The exhibition breaks new ground as it is the first time the topic of “the wearing of black as part of our identity” has been explored in a museum exhibition.
While there is not a single event or specific date which marks New Zealand adopting the colour black as our own, the exhibition builds a picture whereby the viewer gets a sense of the evolution of a black New Zealand identity.
Black in Fashion incorporates a diverse array of garments and objects which are organised across a number of themes including: black in early New Zealand, black in sport, in music, in film, black in authority, black against authority, black from a Maori perspective, black in a rural view, and black in fashion.
The garments on display span a 120 year period and highlight not just how fashion has changed, but also how immigration and our changing relationship with the rest of the world has impacted on our sense of self and how that manifests itself in a developing New Zealand identity.

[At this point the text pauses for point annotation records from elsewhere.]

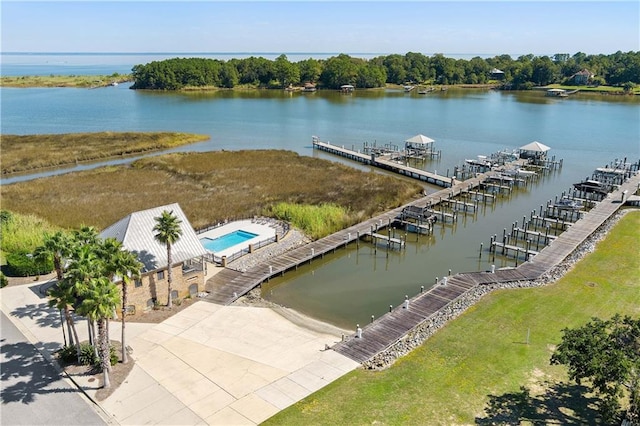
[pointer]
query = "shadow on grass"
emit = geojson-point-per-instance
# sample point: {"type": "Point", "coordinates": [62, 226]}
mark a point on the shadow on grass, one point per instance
{"type": "Point", "coordinates": [561, 403]}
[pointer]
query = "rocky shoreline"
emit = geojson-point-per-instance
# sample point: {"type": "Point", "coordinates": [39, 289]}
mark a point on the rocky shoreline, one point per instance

A black Victorian dress dated from circa 1890, while made here, highlights New Zealand’s strong historical ties with Britain and our relationship to the dress codes and mores of Mother England. While another dress woven from harekeke and lurex threads for the Style Pasifika competition in 2007 gives a distinctly contemporary Maori twist to that fashion perennial, the little black dress. The ‘newest black’ is represented by a selection of garments from recent New Zealand fashion design graduates, who claim various ancestry such as Chinese and Palestinian, highlighting our growing ethnic diversity and an evolving fashion aesthetic.